Contractors 'terminated' before retirement

Forty years ago, the computer languages BASIC, FORTRAN and Algol were in the ascendancy, packet switching to enable reliable networks was a year old and Moore's law had yet to prove computers doubled in power every year.

Back then in 1966, it was the dawn of professional computer programming, and the image of the bearded, t-shirt wearing hippie with a predilection for staring at green screens was just forming in the collective consciousness.

Where are these pioneers of programming today? Surely they should stalk the IT departments of a million enterprises dazzling with their collected wisdom and experience.

But, corporations have no such luck. Retirement parties are rarer than a system in Algol, and silver-haired staff are conspicuous by their absence.

"In the last fifteen years I've been to just one retirement do, but a multitude of redundancy commiseration drinks for the over fifties," says Kurt Ramman, a contract business analyst with 20 years of professional experience.

He wonders if there is a conspiracy on hiring and retaining ageing contractors.

"Rather than keeping the hairy, rotund old geeks of yesteryear the big companies are shedding them in order to fit the image of sharp dressed consultancies," he says.

It is a theme continued by Ben Straw, a long-time contract architect, "All the 'newbies' go straight to consultancy college, then turn up trying to tell companies what to do, with the benefit of their vast experience, and consultancy programming," he says, sarcastically of newcomers' input.

Simon Pettit, national sales manager at recruitment agent Computer People, thinks he knows where the aged contractors go: "Contractors tend to move around, they just finish a contract and that's it. They've generally enjoyed better rates of pay and been gainfully employed; financial pressures are less. It's amazing how many get out of it to 'build a boat' or something."

He agrees that there aren't many 60-year-old contractors. They tend to drop away in the late forties and early fifties, he says.

But if a majority of contractors get out before retirement age, one still has to ask if it's because they are no longer offered the positions.

Computacenter, a provider of infrastructure services, uses many IT contractors. Michelle Cubberly, the firm's contracted resource group manager, told CUK, "Age does not come into the equation when deciding whether to use a contractor.
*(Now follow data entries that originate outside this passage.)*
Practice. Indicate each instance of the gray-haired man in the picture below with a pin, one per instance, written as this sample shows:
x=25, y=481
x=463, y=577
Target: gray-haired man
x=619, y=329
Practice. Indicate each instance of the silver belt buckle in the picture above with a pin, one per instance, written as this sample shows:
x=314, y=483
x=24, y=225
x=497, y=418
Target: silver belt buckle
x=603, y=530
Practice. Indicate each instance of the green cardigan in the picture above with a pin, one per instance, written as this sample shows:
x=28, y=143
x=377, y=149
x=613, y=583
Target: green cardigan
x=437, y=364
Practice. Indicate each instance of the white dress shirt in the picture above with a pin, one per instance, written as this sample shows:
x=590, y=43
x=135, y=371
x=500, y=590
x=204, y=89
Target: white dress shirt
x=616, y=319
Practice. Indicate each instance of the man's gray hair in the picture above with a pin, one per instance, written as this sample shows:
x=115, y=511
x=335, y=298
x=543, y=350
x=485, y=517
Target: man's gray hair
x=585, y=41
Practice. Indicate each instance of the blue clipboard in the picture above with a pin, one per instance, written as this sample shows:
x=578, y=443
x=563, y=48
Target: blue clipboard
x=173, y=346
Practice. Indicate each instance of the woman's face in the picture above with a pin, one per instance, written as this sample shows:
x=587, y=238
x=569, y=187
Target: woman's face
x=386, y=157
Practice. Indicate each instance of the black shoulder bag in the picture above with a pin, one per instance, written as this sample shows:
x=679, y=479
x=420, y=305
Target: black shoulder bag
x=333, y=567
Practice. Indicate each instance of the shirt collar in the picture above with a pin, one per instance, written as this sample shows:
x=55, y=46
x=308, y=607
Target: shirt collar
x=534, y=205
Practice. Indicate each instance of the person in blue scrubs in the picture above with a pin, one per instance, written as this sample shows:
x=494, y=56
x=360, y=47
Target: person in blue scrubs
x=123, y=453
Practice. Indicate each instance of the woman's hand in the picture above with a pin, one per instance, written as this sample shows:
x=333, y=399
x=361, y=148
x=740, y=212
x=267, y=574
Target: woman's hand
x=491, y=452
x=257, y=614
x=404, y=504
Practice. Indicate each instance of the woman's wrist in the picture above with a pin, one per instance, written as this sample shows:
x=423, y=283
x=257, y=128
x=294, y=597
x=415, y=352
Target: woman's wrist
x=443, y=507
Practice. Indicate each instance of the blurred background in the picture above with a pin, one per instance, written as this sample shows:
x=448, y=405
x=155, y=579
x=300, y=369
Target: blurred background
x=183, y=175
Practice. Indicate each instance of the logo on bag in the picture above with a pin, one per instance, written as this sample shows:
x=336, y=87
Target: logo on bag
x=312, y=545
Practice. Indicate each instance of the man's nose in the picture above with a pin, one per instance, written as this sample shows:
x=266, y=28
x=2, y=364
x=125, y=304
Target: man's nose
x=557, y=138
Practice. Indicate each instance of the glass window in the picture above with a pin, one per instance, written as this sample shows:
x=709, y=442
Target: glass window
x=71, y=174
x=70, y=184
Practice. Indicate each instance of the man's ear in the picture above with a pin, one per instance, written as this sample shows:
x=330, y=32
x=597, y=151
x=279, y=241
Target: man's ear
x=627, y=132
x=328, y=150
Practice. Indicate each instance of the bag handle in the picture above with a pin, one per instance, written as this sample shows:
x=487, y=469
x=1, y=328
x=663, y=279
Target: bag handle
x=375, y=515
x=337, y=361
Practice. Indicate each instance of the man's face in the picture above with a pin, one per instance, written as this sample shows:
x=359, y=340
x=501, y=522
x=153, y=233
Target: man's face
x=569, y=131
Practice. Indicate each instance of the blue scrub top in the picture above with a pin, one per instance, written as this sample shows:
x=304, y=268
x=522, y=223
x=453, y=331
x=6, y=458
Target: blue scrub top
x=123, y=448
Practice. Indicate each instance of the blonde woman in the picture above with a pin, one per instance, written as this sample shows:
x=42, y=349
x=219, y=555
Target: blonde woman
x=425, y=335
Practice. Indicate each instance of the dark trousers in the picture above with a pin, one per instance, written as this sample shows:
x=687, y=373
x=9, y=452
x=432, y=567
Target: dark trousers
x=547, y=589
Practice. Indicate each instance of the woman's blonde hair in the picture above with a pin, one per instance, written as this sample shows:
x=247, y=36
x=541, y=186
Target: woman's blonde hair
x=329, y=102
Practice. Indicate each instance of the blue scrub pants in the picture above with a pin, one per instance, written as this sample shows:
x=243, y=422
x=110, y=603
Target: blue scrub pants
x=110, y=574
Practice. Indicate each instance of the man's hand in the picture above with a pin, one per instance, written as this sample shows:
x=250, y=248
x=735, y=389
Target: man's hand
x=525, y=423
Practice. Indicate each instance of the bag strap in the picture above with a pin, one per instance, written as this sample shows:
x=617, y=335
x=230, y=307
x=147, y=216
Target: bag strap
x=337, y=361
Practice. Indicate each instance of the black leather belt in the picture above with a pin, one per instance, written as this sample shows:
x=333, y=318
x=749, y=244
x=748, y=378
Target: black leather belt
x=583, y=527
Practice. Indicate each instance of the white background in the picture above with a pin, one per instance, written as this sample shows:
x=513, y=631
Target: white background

If they have the correct skills and experience, we'll employ them."

Cubberley's pledge mirrors Pettit's general experience at Computer People, but he concedes some clients attempt to 'match' personnel with their company culture and that can include age selection when teams are made up of bright young sparks. "This is increasingly dangerous," he says, alluding to new legislation outlawing direct and indirect age discrimination.

The Employment Equality (Age) Regulations 2006 comes into force on the 1st October and is one front in the Government's war against the advancing years of the workforce.

Companies may still mould their intake by age, explains Robyn McIlroy at law firm Pinsent Masons, "subject to a justification defence." They must come up with a good argument to show actions were a "proportionate means of achieving a legitimate aim," she says.

The legislation is intended to cover employees, workers under contract and agency workers. And though Muscat V Cable & Wireless has muddied the waters between contracting via a personal services company and employment, McIlroy believes a substitution clause – such as one frequently used to help avoid IR35 – will invalidate the new legislation.

She expects the legislation to have significant impact in the IT industry, which is well-known for its youthfulness.

But Jane Marple, contract test manager, believes the contract market is less ageist than its permie counterpart: "One contractor I worked with actually retired from a well-known telecoms company at the age of 60 but was commanding a reasonable rate as a contractor," she says.

"I have attended many end-of-contract booze ups," she adds. "I guess that's the way contractors go – they don't retire, their contract terminates."

"Termination" seems to be fitting for the bearded digital revolutionaries now reaching sixty. Who'd want to go out with a fizz? Far better, a full process failure!